Berlin, Deutschland (Weltexpress). Haben zehn schwache Minuten des Titelverteidigers BR Volleys Berlin und zehn perfekte Minuten des Rekordmeisters VfB Friedrichshafen nicht nur einen Satz und ein Spiel entschieden, sondern gar am Ende auch die deutsche Volleyball-Meisterschaft 2017/2018?
Die Antwort wird man erst nach dem fünften und letzten Play-off-Duell am Mittwoch in Friedrichshafen geben können. Aber der merkwürdige und schwer erklärbare Verlauf der Endspielserie spricht nun eher für die heimstarke Formation der Männer vom Bodensee.
Nach einer überraschenden 2:0-Play-off-Führung der Berliner hatte der VfB den ersten Matchball des Gegners vor heimischer Kulisse souverän abgewehrt und dessen zweite Titelchance am Sonntag in der Berliner Max-Schmeling-Halle mit 3:2 zunichte gemacht.
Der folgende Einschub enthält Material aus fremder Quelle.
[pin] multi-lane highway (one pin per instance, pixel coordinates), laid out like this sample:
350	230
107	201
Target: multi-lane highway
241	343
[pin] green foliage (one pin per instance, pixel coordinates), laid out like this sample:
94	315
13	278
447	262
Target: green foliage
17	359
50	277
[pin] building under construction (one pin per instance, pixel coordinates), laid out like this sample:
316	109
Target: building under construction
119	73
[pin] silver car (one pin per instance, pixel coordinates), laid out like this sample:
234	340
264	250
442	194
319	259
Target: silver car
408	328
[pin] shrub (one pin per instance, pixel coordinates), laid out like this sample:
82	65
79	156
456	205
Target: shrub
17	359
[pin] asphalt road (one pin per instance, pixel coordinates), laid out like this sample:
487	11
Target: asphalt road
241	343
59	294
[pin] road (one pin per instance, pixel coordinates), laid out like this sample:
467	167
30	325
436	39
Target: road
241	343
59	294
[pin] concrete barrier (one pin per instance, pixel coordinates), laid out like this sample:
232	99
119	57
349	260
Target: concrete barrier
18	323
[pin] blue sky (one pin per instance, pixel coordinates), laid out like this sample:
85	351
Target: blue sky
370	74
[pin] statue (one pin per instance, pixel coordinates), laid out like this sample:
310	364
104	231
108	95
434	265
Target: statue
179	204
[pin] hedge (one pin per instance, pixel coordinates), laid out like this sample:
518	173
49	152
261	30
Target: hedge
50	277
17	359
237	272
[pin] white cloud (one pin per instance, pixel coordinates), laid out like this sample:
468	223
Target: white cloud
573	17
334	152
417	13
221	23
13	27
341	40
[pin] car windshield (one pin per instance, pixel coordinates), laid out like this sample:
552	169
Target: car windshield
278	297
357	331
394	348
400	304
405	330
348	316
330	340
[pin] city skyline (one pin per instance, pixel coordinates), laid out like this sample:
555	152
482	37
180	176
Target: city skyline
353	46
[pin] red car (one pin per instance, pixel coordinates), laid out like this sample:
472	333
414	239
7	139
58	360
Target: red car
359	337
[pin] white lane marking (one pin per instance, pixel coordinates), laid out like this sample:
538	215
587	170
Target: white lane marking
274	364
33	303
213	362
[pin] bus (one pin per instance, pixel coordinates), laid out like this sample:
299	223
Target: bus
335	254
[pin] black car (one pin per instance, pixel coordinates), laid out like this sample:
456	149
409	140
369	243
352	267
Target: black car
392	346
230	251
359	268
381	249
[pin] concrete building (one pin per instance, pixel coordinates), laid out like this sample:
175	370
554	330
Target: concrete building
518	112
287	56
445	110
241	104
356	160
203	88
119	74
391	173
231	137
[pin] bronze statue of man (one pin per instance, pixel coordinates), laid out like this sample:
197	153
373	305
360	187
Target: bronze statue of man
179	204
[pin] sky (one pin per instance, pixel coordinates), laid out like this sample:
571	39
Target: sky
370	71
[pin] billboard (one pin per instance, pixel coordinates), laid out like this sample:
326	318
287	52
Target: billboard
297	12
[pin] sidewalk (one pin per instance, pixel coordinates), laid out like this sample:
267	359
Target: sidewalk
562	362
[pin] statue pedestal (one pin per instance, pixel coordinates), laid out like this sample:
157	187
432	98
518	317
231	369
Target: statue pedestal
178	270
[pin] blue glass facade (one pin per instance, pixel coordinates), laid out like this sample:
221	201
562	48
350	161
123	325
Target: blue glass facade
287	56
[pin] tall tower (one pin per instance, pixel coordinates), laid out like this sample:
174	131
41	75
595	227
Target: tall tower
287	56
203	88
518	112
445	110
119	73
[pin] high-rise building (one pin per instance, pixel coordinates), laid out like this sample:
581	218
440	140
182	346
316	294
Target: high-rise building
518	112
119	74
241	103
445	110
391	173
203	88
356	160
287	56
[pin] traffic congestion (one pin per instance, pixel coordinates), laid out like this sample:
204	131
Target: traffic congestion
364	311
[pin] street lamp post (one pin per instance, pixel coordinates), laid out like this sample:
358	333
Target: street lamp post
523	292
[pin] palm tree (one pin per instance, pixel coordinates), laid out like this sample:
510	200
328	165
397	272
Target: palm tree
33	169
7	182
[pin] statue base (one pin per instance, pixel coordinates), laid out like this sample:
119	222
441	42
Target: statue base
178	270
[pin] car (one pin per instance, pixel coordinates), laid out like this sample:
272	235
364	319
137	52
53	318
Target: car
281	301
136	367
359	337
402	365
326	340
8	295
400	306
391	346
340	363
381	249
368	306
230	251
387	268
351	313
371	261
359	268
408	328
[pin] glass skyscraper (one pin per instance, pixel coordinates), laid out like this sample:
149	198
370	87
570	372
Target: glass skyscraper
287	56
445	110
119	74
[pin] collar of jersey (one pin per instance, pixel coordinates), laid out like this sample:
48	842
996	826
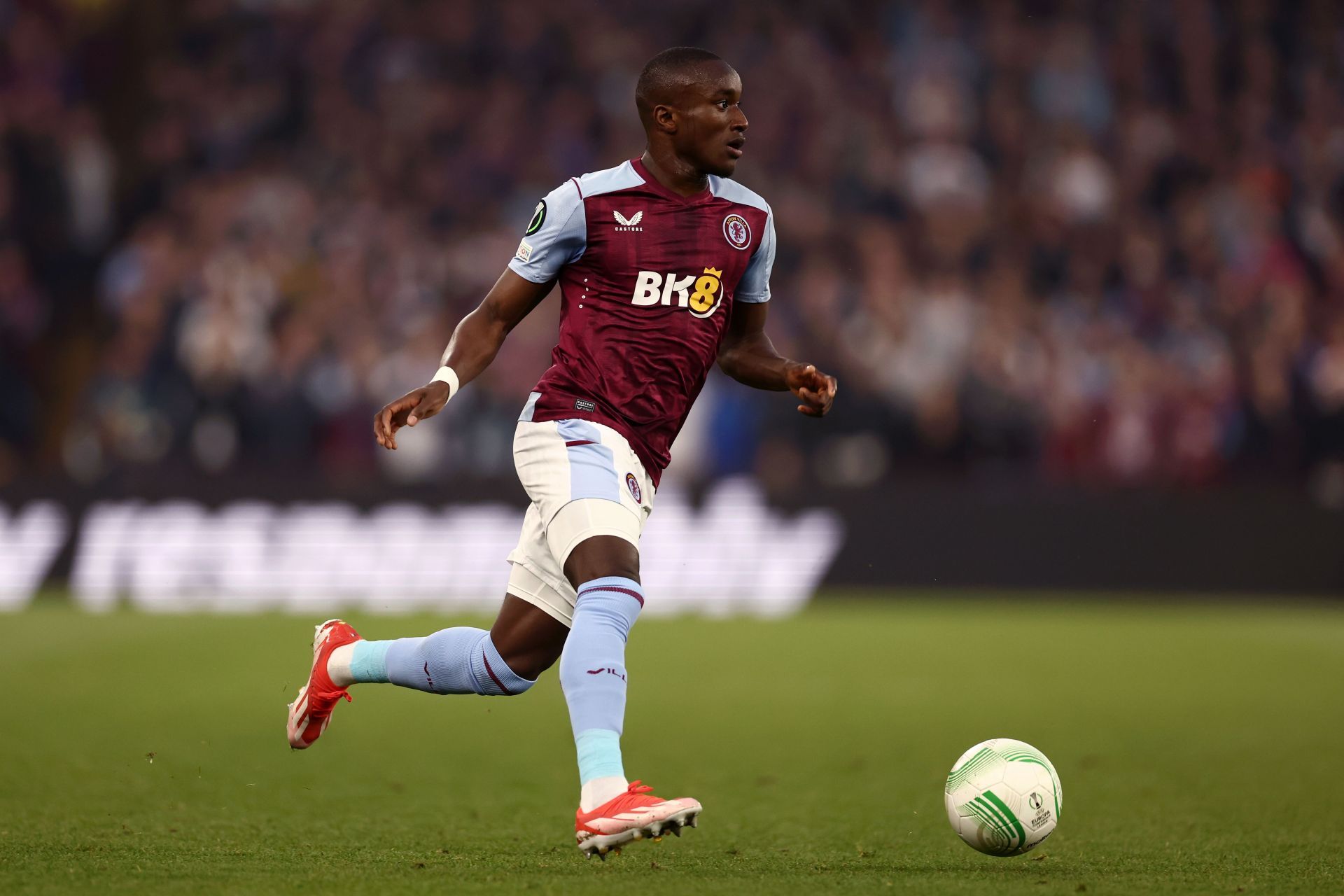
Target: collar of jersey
652	183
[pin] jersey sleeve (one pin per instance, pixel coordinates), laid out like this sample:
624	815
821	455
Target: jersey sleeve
755	285
555	237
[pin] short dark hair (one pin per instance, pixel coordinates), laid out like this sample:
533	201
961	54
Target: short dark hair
667	71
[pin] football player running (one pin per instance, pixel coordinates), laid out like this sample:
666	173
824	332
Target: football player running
664	269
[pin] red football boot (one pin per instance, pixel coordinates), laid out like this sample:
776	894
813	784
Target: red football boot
312	708
632	816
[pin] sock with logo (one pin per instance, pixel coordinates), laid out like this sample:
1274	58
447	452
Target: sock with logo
593	678
451	662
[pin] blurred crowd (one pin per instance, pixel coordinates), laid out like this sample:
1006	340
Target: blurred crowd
1084	242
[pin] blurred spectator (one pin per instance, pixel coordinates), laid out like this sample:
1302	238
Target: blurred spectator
1097	242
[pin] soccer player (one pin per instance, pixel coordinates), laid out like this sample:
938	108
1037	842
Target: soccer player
664	269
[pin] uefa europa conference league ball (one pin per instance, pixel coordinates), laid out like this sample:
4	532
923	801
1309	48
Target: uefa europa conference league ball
1003	797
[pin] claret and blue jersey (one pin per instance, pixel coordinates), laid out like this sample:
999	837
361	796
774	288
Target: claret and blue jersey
648	282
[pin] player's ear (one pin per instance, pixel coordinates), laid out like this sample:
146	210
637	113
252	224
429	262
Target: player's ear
664	118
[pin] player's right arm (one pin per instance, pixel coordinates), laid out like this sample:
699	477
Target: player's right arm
555	237
475	344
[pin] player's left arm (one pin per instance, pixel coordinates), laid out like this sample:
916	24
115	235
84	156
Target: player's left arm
748	355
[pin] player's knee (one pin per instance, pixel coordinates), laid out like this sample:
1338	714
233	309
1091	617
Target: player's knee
530	664
495	675
600	558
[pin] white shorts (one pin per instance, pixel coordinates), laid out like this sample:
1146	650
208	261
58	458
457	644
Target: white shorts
584	481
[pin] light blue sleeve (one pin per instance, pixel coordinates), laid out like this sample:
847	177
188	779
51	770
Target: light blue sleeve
755	285
555	237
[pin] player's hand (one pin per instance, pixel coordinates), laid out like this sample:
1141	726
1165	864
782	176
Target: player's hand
409	410
812	387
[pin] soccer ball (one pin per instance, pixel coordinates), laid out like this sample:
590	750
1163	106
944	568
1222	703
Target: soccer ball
1003	797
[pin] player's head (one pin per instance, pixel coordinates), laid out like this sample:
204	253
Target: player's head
689	101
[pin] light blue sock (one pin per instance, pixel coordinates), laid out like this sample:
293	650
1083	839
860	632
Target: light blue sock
369	662
451	662
593	672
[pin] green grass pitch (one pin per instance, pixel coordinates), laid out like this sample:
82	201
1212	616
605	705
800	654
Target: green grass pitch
1199	746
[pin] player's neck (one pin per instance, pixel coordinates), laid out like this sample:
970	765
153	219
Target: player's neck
675	174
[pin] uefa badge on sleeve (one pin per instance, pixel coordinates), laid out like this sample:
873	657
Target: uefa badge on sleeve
737	232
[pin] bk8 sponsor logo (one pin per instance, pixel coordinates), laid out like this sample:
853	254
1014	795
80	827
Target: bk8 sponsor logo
701	295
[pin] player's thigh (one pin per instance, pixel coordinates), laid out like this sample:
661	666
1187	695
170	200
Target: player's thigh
592	498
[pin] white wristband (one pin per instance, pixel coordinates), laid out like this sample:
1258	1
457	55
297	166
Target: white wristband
447	375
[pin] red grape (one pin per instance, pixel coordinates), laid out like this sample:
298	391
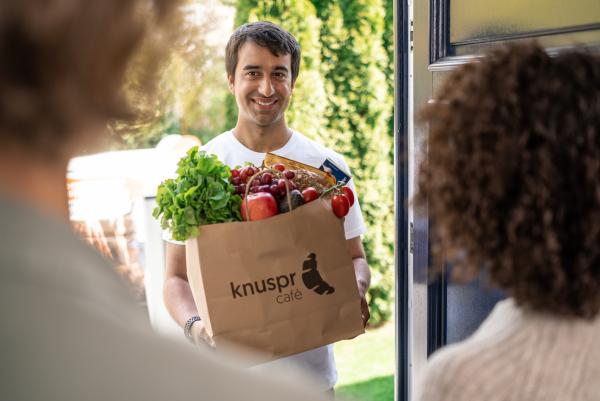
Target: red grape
266	179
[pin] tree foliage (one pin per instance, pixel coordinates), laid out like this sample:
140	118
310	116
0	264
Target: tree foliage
192	88
343	99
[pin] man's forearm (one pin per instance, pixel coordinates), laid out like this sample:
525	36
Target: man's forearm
179	300
363	274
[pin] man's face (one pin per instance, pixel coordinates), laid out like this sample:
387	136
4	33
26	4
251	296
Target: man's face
262	85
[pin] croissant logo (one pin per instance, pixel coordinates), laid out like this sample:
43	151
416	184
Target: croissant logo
312	279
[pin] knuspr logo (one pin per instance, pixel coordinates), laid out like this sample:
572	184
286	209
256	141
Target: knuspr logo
285	284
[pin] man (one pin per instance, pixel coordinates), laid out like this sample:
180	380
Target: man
262	62
70	330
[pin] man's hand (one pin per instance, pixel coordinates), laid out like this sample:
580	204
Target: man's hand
200	336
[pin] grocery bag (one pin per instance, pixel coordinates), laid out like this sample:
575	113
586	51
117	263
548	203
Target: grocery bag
277	286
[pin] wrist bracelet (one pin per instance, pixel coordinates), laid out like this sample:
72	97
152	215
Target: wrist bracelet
187	329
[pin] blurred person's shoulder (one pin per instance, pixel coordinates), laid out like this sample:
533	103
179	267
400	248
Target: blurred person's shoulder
314	153
71	331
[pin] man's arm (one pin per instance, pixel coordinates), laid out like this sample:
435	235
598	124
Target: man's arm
362	272
178	294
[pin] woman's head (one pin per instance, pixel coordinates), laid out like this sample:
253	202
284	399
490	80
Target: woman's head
63	66
512	175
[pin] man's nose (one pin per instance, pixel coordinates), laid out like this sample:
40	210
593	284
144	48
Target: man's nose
266	87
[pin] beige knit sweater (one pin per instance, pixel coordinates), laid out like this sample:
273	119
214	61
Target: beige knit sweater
518	355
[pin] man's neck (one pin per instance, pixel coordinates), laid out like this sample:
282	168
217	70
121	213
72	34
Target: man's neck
36	183
262	139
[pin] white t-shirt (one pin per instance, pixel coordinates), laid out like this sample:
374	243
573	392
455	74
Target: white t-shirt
318	362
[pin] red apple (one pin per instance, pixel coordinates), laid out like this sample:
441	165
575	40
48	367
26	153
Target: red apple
260	206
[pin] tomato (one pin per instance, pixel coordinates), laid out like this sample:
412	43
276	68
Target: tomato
310	194
348	192
340	205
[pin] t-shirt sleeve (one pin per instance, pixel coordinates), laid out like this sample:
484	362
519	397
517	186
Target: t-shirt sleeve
167	237
354	224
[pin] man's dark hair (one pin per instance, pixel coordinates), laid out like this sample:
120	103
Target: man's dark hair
512	175
266	34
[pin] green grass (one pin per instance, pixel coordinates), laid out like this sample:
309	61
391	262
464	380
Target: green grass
366	366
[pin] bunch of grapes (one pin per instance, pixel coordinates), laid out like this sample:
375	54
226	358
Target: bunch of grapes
273	181
270	181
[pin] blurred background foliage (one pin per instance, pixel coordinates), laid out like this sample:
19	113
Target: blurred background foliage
343	98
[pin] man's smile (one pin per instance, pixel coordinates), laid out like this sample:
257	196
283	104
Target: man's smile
264	103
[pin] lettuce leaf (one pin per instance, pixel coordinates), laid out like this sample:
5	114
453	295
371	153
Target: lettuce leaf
201	194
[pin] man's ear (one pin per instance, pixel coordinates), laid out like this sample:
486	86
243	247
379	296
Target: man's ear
230	83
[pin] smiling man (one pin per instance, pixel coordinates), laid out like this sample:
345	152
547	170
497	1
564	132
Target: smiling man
263	62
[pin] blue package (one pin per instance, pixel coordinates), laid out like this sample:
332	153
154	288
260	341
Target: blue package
330	167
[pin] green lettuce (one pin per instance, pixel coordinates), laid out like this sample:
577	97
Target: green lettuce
201	194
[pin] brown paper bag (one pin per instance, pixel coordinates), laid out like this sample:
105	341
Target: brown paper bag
277	286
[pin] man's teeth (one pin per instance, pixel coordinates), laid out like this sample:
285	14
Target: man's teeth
264	103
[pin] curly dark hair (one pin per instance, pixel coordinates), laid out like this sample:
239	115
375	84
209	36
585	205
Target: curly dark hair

Über zweieinhalb Stunden vor 7600 Zuschauern in Meister-Feierlaune dauerten im sogenannten Volleyball-Tempel der Berliner die Ballwechsel. Wie schon in den vorherigen drei Endspielen kamen die ballsicheren Häfler auch auf Gegners Terrain besser in die Partie und sicherten sich Satz eins.
Die Volleys nahmen kleine Aufstellungskorrekturen vor. Brachten die beiden Ü 30-Erfolgsgaranten Robert Kromm und Paul Carroll auf die Platte. Lagen bei beiden technischen Auszeiten vorn und hatten auf diesem Niveau kaum aufholbare sieben Zähler Vorsprung. Doch das reichte gegen die nie aufsteckenden Schützlinge des belgischen Trainer Vital Heynen nicht, die auf 19:21 herankamen. Dann gab es Gleichstand, Verlängerung, vier Satzbälle für Berlin, deren vier für die Gäste, die dann mit dem fünften den 33:31-Satzgewinn feierten. Und damit 2:0 die Nase vorn hatten.
Angesichts der drohenden 0:3-Pleite mobilisierten die Volleys, angetrieben von Hallensprecher und den Fans, alle körperlichen und mentalen Reserven. Schafften tatsächlich den 2:2-Ausgleich und verloren die Begegnung letztlich doch im finalen Tiebreak 13:15 und somit 2:3!
Heynen gönnte wichtigen Akteuren im vierten Durchgang eine kleine Verschnaufpause. So erspielte sich der VfB mit einem konzentrierten Start im fünften Satz eine frühe Zwei,- drei Punkteführung und transportierte diesen minimalen Vorteil bis ans rettende 15:13-Ufer.
BR-Trainer Stelian Moculescu, dem an seinem 68. Geburtstag nach 13 Titeln mit dem VfB die 14. Meisterschaft und erste mit dem vormaligen Erzrivalen versagt blieb, benannte treffsicher den Knackpunkt des Spiels: „Der zweite Satz hat dieses Spiel entschieden. Mit sieben Punkten Vorsprung müssen wir den einfach gewinnen. Da standen wir uns selbst im Weg. Nun müssen wir eben versuchen, in Friedrichshafen die Meisterschaft zu holen. Das ist Berlin schon im letzten Jahr gelungen und warum nicht auch jetzt.“
Der gebürtige Rumäne war während jener Schwächephase im zweiten Durchgang ganz gegen sein sonstiges Wirken in fast vier Jahrzehnten als Trainer ziemlich passiv geblieben. Hatte zwar in einer zusätzlichen Auszeit gestenreich und beschwörend auf seine Spieler eingeredet.
Aber ein oder zwei Wechsel, um den Rhythmus des Rivalen zu stören, die Wasserflasche umzukicken oder einen Disput mit den Referees zu inszenieren – all die kleinen Tricks der Vergangenheit als Widersacher der Berliner -, das fiel ihm nicht ein.
Der Trainer wirkte in diesem Moment ähnlich paralysiert und ratlos wie die Spieler. Ein Sieben-Punkte-Polster herzugeben, das bedeutet bei mehr als einem halben Dutzend Angriffsmöglichkeiten nicht den Ball auf des Gegners Boden zu bringen. Auch weitere Punktechancen mit einem Aufschlag-Ass nicht realisiert zu haben!
Ungeachtet der verpassten Möglichkeiten meint Berlins Hauptangreifer Paul Carroll: „Letztes Jahr haben wir den Titel in Friedrichshafen geholt. Dort haben wir vier Meisterschaften gewonnen. Ich hoffe, es wird diesmal die fünfte sein.“ Optimismus, made in Australia.